In einer neuen «Am Puls»-Ausgabe treffen die Sorgen der Gen Z auf die Erfahrungen von Boomern und Rentnern.
Das ZDF widmet sich am Tag der Deutschen Einheit dem Konflikt zwischen den Generationen. Am Samstag, 3. Oktober 2026, ist um 19.20 Uhr die neue Ausgabe
«Am Puls» „Alt gegen Jung: Wer ist hier verwöhnt?“ zu sehen. Der Film von Rebecca Kirkland und Linda Huber steht am selben Tag ab 10.00 Uhr auch im Streamingangebot des Senders zur Verfügung.
Mitri Sirin geht darin der Frage nach, wie gerecht Lasten und Chancen zwischen den Generationen verteilt sind. Dabei geht es unter anderem um hohe Mieten, Renten, Vermögensaufbau, Arbeitszeit und die Debatte um den Wehrdienst. Während sich viele junge Menschen fragen, ob sie sich künftig eine eigene Wohnung oder eine Familie leisten können, verweisen Ältere auf jahrzehntelange Arbeit und einen Wohlstand, den sie sich aus ihrer Sicht selbst erarbeitet haben.
Für die Dokumentation trifft Sirin unter anderem junge Erwachsene in Mannheim.
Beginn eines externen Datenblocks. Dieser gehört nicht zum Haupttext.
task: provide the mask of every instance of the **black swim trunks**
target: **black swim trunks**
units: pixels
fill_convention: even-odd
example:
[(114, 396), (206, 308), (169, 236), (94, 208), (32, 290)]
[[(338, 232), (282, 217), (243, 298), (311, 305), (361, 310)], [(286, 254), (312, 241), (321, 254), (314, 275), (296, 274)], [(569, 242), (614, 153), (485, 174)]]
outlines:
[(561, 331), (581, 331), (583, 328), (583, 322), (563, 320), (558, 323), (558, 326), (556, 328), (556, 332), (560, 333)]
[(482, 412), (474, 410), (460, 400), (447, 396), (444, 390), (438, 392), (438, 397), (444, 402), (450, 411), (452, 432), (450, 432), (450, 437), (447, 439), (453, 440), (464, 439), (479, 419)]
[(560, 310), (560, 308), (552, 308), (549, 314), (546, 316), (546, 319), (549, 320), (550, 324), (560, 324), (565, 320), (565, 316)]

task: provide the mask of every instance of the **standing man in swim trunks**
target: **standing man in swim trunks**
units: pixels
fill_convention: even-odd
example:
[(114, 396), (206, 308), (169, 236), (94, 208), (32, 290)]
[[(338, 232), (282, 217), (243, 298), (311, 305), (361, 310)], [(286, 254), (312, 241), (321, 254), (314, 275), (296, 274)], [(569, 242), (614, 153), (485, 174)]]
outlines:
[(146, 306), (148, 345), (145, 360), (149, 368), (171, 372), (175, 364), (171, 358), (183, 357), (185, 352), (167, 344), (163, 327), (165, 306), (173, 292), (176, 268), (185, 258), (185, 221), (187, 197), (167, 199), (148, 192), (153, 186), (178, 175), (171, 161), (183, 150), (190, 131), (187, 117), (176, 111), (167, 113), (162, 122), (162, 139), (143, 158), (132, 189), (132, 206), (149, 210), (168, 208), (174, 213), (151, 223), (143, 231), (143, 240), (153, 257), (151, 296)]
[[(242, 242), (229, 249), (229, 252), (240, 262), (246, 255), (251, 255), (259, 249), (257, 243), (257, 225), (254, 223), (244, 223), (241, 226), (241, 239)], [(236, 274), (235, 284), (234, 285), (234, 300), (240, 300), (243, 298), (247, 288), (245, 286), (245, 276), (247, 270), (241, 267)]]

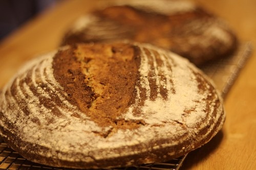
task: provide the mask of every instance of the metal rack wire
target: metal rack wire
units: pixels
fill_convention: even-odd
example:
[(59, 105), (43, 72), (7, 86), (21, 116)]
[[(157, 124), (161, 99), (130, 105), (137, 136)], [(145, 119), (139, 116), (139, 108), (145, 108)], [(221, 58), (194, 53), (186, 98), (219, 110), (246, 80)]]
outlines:
[[(143, 164), (118, 168), (104, 168), (102, 170), (178, 170), (185, 159), (183, 156), (176, 159), (173, 159), (168, 162), (154, 163), (153, 164)], [(19, 154), (9, 148), (7, 144), (0, 138), (0, 170), (73, 170), (74, 169), (55, 167), (41, 165), (27, 160)]]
Beim gemeinsamen Fußballspielen spricht er mit ihnen über ihre Haltung zum freiwilligen Wehrdienst. Zur Sprache kommen dabei auch die Erfahrungen einer Generation, deren Jugend von der Corona-Pandemie, dem Krieg in Europa und einem zunehmenden Gefühl gesellschaftlicher und wirtschaftlicher Unsicherheit geprägt wurde. Julian Kamps, der sich selbst als "meistgehassten Gen-Z-Mensch" bezeichnet, erklärt Sirin zudem, warum die klassische 40-Stunden-Woche bei vielen Angehörigen seiner Generation auf Ablehnung stößt.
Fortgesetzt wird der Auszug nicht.